Embedding is done with the Embed tool, which you can find it in the cell menu (to the left of every cell) and in the notebook menu (in the top right of the page):

Screen shot of open sidebar showing the Embed option, next to the notebook menu in the top right also showing the Export->Embed cells option highlighted
Cell menu on left; notebook menu on right.

You can select any combination of named cells (those that start with name = ...) with the checkboxes. The preview shows how they will look and work when pulled out from the rest of the notebook, so you can fine-tune and fix any surprises.

Then copy the Iframe code at the bottom and paste it into just about anywhere that lets you put your own HTML.
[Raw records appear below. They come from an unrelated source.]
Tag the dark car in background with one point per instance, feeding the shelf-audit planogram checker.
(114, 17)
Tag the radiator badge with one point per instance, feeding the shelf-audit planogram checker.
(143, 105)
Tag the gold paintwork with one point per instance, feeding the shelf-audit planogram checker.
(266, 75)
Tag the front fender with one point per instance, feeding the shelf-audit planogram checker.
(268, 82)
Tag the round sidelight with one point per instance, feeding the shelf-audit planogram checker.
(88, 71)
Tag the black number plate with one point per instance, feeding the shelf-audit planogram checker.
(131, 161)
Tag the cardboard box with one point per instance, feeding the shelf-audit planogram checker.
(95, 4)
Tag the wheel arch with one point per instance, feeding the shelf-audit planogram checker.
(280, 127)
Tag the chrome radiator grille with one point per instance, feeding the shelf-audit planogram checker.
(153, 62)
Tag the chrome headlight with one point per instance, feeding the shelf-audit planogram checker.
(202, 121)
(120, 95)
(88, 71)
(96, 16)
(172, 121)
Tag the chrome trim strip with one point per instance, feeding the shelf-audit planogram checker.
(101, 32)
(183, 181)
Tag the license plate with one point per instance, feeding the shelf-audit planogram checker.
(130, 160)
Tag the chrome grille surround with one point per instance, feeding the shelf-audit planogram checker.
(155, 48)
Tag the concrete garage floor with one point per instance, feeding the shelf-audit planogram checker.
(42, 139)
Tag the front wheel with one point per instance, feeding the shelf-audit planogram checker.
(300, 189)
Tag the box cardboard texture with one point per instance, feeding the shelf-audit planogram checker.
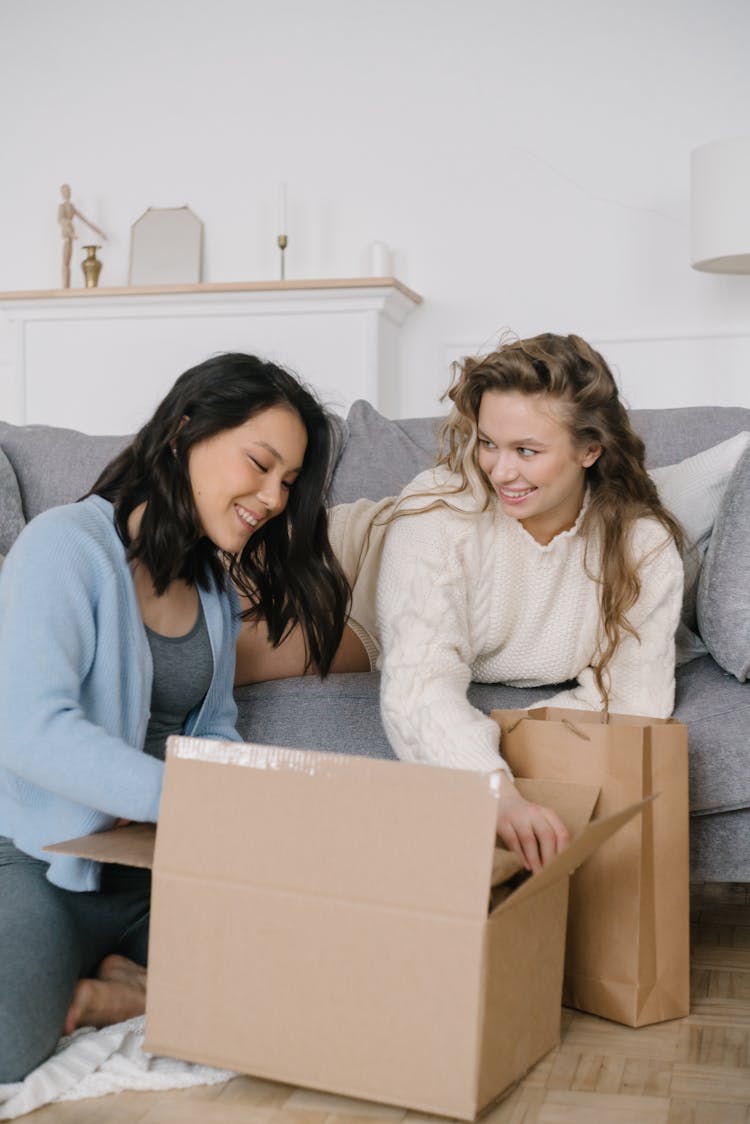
(323, 921)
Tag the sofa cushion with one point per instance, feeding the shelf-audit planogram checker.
(381, 455)
(723, 600)
(693, 490)
(54, 465)
(670, 435)
(716, 709)
(341, 714)
(11, 510)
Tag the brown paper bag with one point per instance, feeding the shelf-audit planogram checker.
(627, 943)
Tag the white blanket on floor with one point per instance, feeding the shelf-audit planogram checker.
(91, 1063)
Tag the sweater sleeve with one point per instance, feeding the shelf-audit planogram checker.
(423, 617)
(641, 673)
(52, 599)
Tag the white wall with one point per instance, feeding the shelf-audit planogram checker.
(526, 161)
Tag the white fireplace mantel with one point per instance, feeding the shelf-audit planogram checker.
(100, 360)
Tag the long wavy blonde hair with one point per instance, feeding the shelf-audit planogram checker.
(576, 378)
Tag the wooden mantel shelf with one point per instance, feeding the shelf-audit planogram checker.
(214, 287)
(97, 360)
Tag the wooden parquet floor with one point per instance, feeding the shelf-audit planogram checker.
(694, 1070)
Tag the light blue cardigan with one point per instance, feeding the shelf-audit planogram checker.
(75, 674)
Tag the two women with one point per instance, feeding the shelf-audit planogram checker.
(536, 552)
(118, 618)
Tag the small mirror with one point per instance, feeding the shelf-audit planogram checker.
(166, 246)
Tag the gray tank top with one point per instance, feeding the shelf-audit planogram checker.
(183, 667)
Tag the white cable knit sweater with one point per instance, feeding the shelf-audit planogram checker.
(473, 596)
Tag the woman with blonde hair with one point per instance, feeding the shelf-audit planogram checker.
(536, 552)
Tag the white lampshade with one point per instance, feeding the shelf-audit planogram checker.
(720, 207)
Screen shot of embed dialog with options shown on the left and the preview of the embedded content on the right
Note that the Preview may not appear if the window is insufficiently wide.
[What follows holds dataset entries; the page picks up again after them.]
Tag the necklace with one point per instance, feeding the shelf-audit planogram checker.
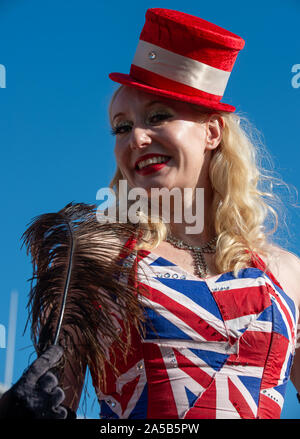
(197, 252)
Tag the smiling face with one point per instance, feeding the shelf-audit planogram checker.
(173, 132)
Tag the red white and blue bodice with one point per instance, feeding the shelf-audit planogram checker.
(215, 348)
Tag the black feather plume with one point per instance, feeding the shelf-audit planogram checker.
(76, 286)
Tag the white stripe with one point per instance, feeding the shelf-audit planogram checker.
(250, 322)
(178, 297)
(180, 324)
(179, 380)
(274, 395)
(237, 369)
(224, 407)
(181, 69)
(234, 284)
(246, 394)
(220, 347)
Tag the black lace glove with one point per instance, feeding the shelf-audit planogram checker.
(36, 395)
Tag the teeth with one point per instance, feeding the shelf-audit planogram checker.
(152, 160)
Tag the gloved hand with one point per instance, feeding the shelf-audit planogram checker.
(36, 394)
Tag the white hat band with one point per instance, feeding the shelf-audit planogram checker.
(181, 69)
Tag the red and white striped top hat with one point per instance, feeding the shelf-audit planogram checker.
(183, 57)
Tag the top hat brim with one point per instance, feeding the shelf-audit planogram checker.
(128, 80)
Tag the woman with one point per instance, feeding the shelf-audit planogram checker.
(222, 303)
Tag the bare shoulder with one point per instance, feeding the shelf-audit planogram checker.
(285, 266)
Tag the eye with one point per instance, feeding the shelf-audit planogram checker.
(121, 128)
(159, 117)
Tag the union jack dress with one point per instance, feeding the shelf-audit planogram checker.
(219, 347)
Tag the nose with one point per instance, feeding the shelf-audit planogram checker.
(139, 138)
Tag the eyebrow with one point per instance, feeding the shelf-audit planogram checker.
(146, 106)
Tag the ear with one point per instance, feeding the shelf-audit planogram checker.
(214, 129)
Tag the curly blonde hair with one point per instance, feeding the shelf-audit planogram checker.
(243, 195)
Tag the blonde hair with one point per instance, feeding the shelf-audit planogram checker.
(242, 209)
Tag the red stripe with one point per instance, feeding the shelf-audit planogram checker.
(283, 308)
(183, 313)
(275, 361)
(161, 82)
(252, 350)
(240, 302)
(199, 49)
(160, 394)
(268, 409)
(205, 406)
(192, 370)
(239, 402)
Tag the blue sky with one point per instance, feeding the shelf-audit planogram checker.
(55, 139)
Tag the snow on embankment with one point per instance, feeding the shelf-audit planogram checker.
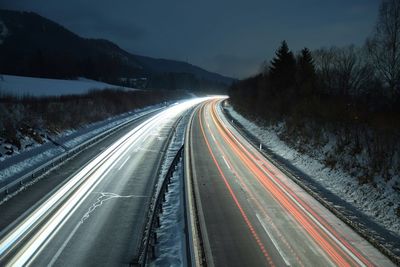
(379, 202)
(29, 86)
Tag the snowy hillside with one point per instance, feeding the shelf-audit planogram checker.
(379, 201)
(21, 86)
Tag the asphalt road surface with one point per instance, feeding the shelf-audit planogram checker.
(97, 216)
(253, 215)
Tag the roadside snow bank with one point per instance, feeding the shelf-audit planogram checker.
(35, 155)
(380, 202)
(29, 86)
In many cases, you’re done! But if you want more control or a deeper integration, you can try the other embedding methods, Runtime with JavaScript or Runtime with React, which generate code that uses the Runtime API to render your cells. Since the code is running directly on your site, and the cells are inserted directly into your document, you can rearrange the cells and style them with CSS; they do not have our site styles. Since the appearance will depend on the site into which you’re embedding, our preview here is only a rough indication of how your embed will look.

Iframe embeds without the Observable attribution banner

EnterpriseLearn more about Enterprise

If you have an Enterprise account, you have the option to remove the Observable brand attribution banner by checking the box next to Remove attribution banner:

Screen shot of the embed dialog with the 'remove attribution banner' option selected, preview on the right is not showing the Observable logo
By checking the box next to Remove attribution banner, Enterprise users can remove the Observable attribution banner.

Embed private notebooks

Private notebooks are not embeddable by default. To embed a private notebook, you can use a notebook key or API key with the embed code.

See API and Notebook Keys for more details.

Embed environment

The Runtime-based embedding methods are limited to environments where you can run your own scripts. But since the Iframe isolates that in a different document, it can go in more controlled WordPress blogs, content management systems like Gatsby, and note-taking software like Notion or Roam. Closer to home, you can now embed cells in posts on the Observable forum. It even makes embedding easier on Observable itself, since the Iframe can go directly in an `html` template literal! (If you want to pass data in and out of the cells, you’re still better off using imports.)

Some sites like Medium and Reddit that don’t allow arbitrary HTML still “unfurl” certain links you paste to interactive versions, using a standard called oEmbed. Under the Iframe code, click “Copy URL only” and paste it elsewhere; depending on the site, it will expand to the full interactive embed. If the site uses Embedly, the Iframe can automatically resize to match the height of your content.

“Embed” means different things to different people, and this only covers a small fraction of the ways you can take the work you do here elsewhere. It doesn’t help you embed in Slack, Facebook, Twitter, or LinkedIn, which don’t support arbitrary interactive embeds; we still use the notebook thumbnail for those. To share your work in an email, presentation, or other document, you might try “Download PNG” in the cell menu for SVG or canvas cells. To capture something dynamic, you can use Shift-Command-5 (⇧⌘5) to record part of the screen.